Era só eu a acompanhar o Dr. Carlos Pinto, o melhor clínico das referidas espécies, naquele tempo. Acompanhou-nos um amigo dele, docente de uma cadeira teórica pois nestes casos, por vezes é preciso mais que um par de mãos de ajuda.
E lá fomos numa viatura que se parecia remotamente com um automóvel. Um monte de chapa azul escura toda amolgado que não permitia abrir as portas traseiras. Entrei pela frente e lá me estatelei na retaguarda. O mais singular era um buraco no chão de forma rectangular por onde entrava um ventinho desagradável que me enregelava os pés. Ia empolgada e isso era muito mais importante. Era longe, no meio da serra do Marão. Perto de Mesão Frio. Foi uma viagem de mais de uma hora e começava a escurecer.
Chegamos a uma pequena aldeia de casas de granito. Aquela era particularmente grande e bonita. Tinha uma grande pátio e em anexo dois edifícios mais pequenos em pedra servindo para alojar os bovinos. Um era só para os vitelos que eram os que estavam doentes. Entramos no estábulo e um forte cheiro a silagem evolveu-nos, trazendo-nos ao corpo o reconforto perdido durante as agruras da viagem.
Era um problema do trato respiratório. Os quatro vitelos maroneses estavam com pneumonia. O Médico deixou-me auscultar o que acabara de ouvir e eu pela primeira vez podia confirmar ao vivo, os sons que apenas conhecera em gravações nas aulas teóricas: os estertores, os sibilos, a respiração forçada. Fabuloso!
O tratamento foi demorado e árduo. Instituir fluidoterapia a quatro vitelos, administrar antibióticos e broncodilatadores demorou cerca de duas horas. Desfrutei de cada minuto dos procedimentos. Ajudar a tratar aqueles animais foi uma tarefa deveras gratificante.
Estávamos confiantes na recuperação mas o prognóstico ficou-se por reservado, não fosse o Diabo tecê-las.

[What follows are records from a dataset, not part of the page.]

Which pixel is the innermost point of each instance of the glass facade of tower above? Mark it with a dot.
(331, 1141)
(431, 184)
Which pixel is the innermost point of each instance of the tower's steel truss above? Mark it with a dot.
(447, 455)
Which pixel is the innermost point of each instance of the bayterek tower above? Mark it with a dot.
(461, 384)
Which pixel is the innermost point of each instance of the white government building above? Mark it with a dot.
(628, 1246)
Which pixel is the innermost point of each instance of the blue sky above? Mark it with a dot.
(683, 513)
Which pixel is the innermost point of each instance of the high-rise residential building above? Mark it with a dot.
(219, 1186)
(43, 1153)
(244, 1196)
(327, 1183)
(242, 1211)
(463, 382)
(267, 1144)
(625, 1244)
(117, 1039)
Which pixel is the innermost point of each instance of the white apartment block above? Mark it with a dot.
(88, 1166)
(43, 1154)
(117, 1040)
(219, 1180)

Finalmente chegou a melhor parte da jornada: o lanche! Estava habituada à generosa hospitalidade das gentes transmontanas mas nunca tinha visto tamanho festim. Era uma mesa cheia de pratinhos de petiscos de todos os tipos: chouriços, salpicões, queijo, morcelas, alheiras, bolinhos, pão e o melhor da festa: vinho verde!
O dono da casa passou-me um copo para a mão e serviu-me visto eu ser a única senhora presente. Quando tentou servir o meu professor este recusou delicadamente com o pretexto de ter de conduzir. O amigo para cumulo era abstémico. E disse o senhor: “ ora ainda bem que aqui a menina me vai fazer companhia pois beber sozinho não tem graça.” E lá me foi enchendo o copo. Sempre que eu bebia ele tornava a encher. O vinho era de um qualidade superior. Sim, porque beber vinho é um acto de cultura. E eu tive bons mestres. De modo que quando saímos para a rua a minha vontade era de lá ter pernoitado. Num sofá que fosse, a um canto, para digerir o repasto. Mas parecia mal e eu queria passar a Patologia Médica e a Farmacologia.

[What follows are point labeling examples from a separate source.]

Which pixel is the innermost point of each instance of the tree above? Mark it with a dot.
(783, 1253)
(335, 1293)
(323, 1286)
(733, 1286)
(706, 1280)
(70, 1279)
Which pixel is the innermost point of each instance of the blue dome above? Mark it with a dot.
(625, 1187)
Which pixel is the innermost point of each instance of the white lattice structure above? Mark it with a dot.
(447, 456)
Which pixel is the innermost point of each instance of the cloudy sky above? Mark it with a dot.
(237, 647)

Fizemo-nos à estrada na pandeireta velha. Monte acima. Passada meia hora de caminho, sem aviso o carro tossiu três vezes e parou. No meio do nada. Rodeados de escuridão absoluta. Piloto e co-piloto no mais profundo silêncio. Eu, no banco de trás, consciente do absurdo da situação mas inspirada pelo néctar dos deuses desato a rir às gargalhadas.

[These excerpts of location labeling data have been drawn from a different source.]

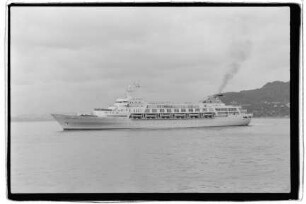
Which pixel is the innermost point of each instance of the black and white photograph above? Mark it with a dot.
(153, 99)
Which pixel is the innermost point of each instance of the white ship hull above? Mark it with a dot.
(74, 122)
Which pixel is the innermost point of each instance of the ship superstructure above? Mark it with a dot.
(134, 112)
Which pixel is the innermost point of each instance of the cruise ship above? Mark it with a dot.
(132, 112)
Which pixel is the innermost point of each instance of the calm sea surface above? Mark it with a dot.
(256, 158)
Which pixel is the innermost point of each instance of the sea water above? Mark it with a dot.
(254, 158)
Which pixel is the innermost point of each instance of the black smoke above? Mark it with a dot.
(240, 52)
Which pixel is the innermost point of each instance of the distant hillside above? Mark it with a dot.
(272, 100)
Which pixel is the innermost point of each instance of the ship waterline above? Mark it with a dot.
(69, 122)
(132, 112)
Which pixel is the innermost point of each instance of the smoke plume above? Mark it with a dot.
(240, 52)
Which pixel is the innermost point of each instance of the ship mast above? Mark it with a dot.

Não havia nada a fazer. Os telemóveis ainda não haviam sido inventados. O bip do clínico só recebia mensagens. Não sabíamos a quantos quilómetros encontraríamos a população mais próxima e meia hora de carro de caminho significava várias a pé para voltar para trás. Por tudo isso ria. Continuava a rir. Eles muito aflitos. Sem encontrar solução trocavam monossílabos entre si. Passado um quarto de hora imóveis e o Dr. Carlos Pinto resolveu dar de novo à ignição. O destroço de automóvel funcionou! E lá arrancámos em direcção à cidade. Todos contentes, mas eu muito mais alegre que os meus companheiros de viajem e aventura.